Communities, Equality and Local Government Committee

CELG(4)-25-13 - Paper 3

Auditor General for Wales

 

Inquiry into Progress with local government collaboration

 

1.  In October 2011, my report A Picture of Public Services 2011, included a commentary on issues relating to the local government collaboration agenda. The Committee may find it helpful to refer back to that report as a baseline. Set in the context of the financial challenges facing Welsh public services, the report found that councils were responding to increasing pressure to collaborate but that there were concerns about governance and accountability and uncertainty about the financial and service benefits.

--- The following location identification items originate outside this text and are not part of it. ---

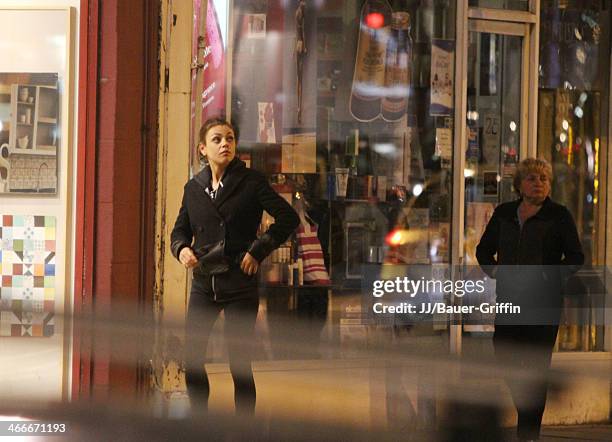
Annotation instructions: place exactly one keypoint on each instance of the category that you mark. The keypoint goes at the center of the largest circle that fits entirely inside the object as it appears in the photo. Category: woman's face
(219, 145)
(535, 186)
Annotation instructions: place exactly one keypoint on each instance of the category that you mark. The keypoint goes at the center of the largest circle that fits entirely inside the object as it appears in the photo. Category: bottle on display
(398, 65)
(369, 74)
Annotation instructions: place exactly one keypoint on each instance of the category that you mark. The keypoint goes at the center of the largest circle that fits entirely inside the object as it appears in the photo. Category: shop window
(347, 105)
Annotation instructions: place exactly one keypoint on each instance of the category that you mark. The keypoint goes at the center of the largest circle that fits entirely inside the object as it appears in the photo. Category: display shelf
(37, 104)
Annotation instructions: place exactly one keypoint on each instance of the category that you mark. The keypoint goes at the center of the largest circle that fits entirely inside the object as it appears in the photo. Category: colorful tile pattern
(27, 266)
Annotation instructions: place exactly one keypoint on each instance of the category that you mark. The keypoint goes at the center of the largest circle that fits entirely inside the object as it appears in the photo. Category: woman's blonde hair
(528, 166)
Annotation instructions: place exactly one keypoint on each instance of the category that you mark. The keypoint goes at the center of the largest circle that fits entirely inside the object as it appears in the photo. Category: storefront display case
(351, 109)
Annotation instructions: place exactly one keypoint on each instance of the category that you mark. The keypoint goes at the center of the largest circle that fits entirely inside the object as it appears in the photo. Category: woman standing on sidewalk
(529, 245)
(215, 235)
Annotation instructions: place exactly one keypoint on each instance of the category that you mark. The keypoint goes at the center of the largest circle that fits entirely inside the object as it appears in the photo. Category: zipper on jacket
(213, 286)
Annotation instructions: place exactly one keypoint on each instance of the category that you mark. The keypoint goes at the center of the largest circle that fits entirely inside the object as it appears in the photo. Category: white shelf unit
(34, 120)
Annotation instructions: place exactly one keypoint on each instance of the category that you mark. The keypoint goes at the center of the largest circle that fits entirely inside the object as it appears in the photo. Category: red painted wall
(116, 208)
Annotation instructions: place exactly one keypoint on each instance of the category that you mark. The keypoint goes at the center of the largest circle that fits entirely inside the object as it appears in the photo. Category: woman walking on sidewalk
(215, 234)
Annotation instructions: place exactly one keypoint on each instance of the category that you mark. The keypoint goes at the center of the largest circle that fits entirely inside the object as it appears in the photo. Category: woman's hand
(188, 258)
(249, 265)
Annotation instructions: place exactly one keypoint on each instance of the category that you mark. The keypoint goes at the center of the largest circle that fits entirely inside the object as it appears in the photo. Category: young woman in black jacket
(529, 245)
(215, 234)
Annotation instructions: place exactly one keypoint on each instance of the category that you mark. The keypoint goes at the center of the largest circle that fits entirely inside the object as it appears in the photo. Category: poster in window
(266, 132)
(299, 153)
(29, 132)
(442, 70)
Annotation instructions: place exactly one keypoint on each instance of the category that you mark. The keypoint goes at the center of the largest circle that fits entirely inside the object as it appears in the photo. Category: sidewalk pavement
(577, 433)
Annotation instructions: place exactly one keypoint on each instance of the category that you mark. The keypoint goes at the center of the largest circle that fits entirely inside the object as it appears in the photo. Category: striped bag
(309, 249)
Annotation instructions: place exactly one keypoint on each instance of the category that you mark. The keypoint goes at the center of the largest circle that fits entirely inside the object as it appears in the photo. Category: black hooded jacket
(232, 217)
(530, 263)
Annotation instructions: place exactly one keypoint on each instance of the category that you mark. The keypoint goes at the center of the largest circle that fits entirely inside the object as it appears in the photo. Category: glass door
(496, 129)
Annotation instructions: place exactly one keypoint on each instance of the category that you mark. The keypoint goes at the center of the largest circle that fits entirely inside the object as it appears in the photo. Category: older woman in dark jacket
(528, 247)
(215, 234)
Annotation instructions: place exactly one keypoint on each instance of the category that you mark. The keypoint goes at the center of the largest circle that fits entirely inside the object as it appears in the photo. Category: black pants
(525, 351)
(240, 316)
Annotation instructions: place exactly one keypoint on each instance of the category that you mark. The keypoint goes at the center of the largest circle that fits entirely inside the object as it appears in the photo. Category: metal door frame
(522, 23)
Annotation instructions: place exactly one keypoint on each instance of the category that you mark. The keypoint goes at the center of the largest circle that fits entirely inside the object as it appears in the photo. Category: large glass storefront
(353, 110)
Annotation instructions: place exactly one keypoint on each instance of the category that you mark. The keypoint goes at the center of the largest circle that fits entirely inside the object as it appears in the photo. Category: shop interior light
(375, 20)
(417, 189)
(384, 148)
(565, 125)
(578, 112)
(394, 238)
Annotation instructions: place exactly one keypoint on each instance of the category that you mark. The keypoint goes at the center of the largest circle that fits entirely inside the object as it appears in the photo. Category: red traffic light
(375, 20)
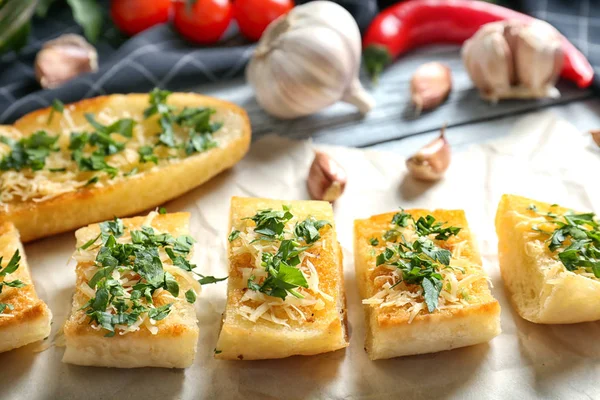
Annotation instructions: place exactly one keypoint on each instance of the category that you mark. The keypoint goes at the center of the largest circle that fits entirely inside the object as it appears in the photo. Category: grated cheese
(256, 305)
(457, 282)
(39, 186)
(129, 279)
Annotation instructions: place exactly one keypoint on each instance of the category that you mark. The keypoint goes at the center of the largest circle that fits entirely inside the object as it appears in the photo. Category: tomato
(205, 21)
(253, 16)
(134, 16)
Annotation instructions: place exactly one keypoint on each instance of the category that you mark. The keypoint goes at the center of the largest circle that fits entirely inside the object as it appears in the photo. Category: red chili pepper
(412, 24)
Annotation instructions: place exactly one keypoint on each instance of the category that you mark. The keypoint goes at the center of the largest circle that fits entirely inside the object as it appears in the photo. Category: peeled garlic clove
(63, 59)
(514, 59)
(596, 136)
(430, 86)
(326, 178)
(430, 163)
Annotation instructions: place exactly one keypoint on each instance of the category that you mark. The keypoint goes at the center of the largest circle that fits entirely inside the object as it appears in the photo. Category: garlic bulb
(307, 60)
(514, 59)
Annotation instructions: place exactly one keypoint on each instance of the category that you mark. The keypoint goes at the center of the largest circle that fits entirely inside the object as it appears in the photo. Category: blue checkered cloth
(160, 57)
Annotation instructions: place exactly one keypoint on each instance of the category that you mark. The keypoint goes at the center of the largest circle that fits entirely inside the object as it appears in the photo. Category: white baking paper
(543, 158)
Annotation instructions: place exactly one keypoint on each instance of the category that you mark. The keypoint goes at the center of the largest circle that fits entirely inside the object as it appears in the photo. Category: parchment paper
(543, 157)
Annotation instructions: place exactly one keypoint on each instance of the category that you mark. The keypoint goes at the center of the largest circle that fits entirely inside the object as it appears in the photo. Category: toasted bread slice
(49, 201)
(261, 326)
(169, 342)
(26, 318)
(541, 289)
(398, 320)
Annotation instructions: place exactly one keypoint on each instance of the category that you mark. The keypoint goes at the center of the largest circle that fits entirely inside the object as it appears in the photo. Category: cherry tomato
(253, 16)
(205, 21)
(134, 16)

http://www.wao.gov.uk/assets/englishdocuments/Picture_of_public_services__2011_English.pdf

 

2.  As I have set out recently to the Commission on Public Service Governance and Delivery, while I have some discretionary power to undertake studies in local government, the 2009 Local Government (Wales) Measure also prescriptively imposes certain duties on me, setting out what I can look at and how and when I should report on local government performance. For central government and the NHS, I have discretion to carry out examinations of the economy, efficiency and effectiveness of the use of public money and it is a matter of regret that, due to Assembly legislative competency issues, the 2013 Public Audit (Wales) Act was not able to provide an opportunity to bring consistency to the audit work that I carry out, and thereby enhance my ability to conduct reviews of collaborative work that crosses sectoral boundaries.

 

3.  On 26 September, I am planning to publish a summary report on Local Improvement Planning and Reporting. That report will note that Section 9 of the Measure provides authorities with the power to collaborate, and section 12 requires authorities to consider whether such collaboration would assist in the discharge of their improvement duties. If so, they must seek to exercise that power. The supporting guidance states that ‘an authority which does not make full and proper use of collaboration will thus probably not have discharged its general duty adequately, even if it is meeting most of its improvement objectives and its own services are performing relatively well’.

 

4.  My report will note that this requirement to ‘seek’ to collaborate is open to very wide interpretation as is the reference to ‘full and proper use of collaboration’. I share the concern of some authorities at the potential for confusion and uncertainty in this wording and consider that it hinders my own ability to conclude effectively on whether authorities have discharged their general duty adequately. Indeed, there is an inherent tension between an authority pursuing with others collaboration that has the potential of delivering net benefits to the public and that individual authority foregoing improvements that could have been made by not collaborating or taking on additional risk. Despite this, we have seen significant evidence of collaboration being attempted with various degrees of commitment and apparent success.

 

5.  As our Picture of Public Services 2011 report says, and as I emphasised in my submission to the Commission on Public Service Governance and Delivery, in order to collectively improve outcomes for citizens, there is a clear case for different sectors that serve the same population to work together. In practice, the number of bodies involved can make such collaboration complex. For Health Boards, developing effective strategic and operational relationships with several councils in their area inevitably takes time and effort. A good example is the Gwent Frailty Project, which has been cited as an example of good practice since around 2007. Our local Improvement Assessment reports for councils in the area show that the project has taken the necessary time to put in place good management arrangements. The project is now at the stage of showing the necessary changes in behaviour and culture to deliver improved performance in some areas. There are also challenges to ensure that financial constraints in individual agencies do not compromise the wider aims of the project.

 

6.  However, the case for collaboration within sectors – between bodies that deliver the same services to different populations – is more nuanced and depends on a balance of benefits versus costs and risks. While such collaborations are inherently difficult due to the different accountabilities involved, existing examples in areas like waste management and transport show that these challenges are not insurmountable. Nonetheless, such collaboration does take time and effort to reach fruition. I note the considerable amount of time it has taken to simply get to the stage of producing business cases for collaboration under the Simpson review.

 

7.  On the Simpson agenda, the Committee may in addition wish to refer to extracts from my December 2012 report on Civil Emergencies in Wales and to evidence that was submitted to the Public Accounts Committee as part of its inquiry on the same topic, the findings of which were reported in June 2013.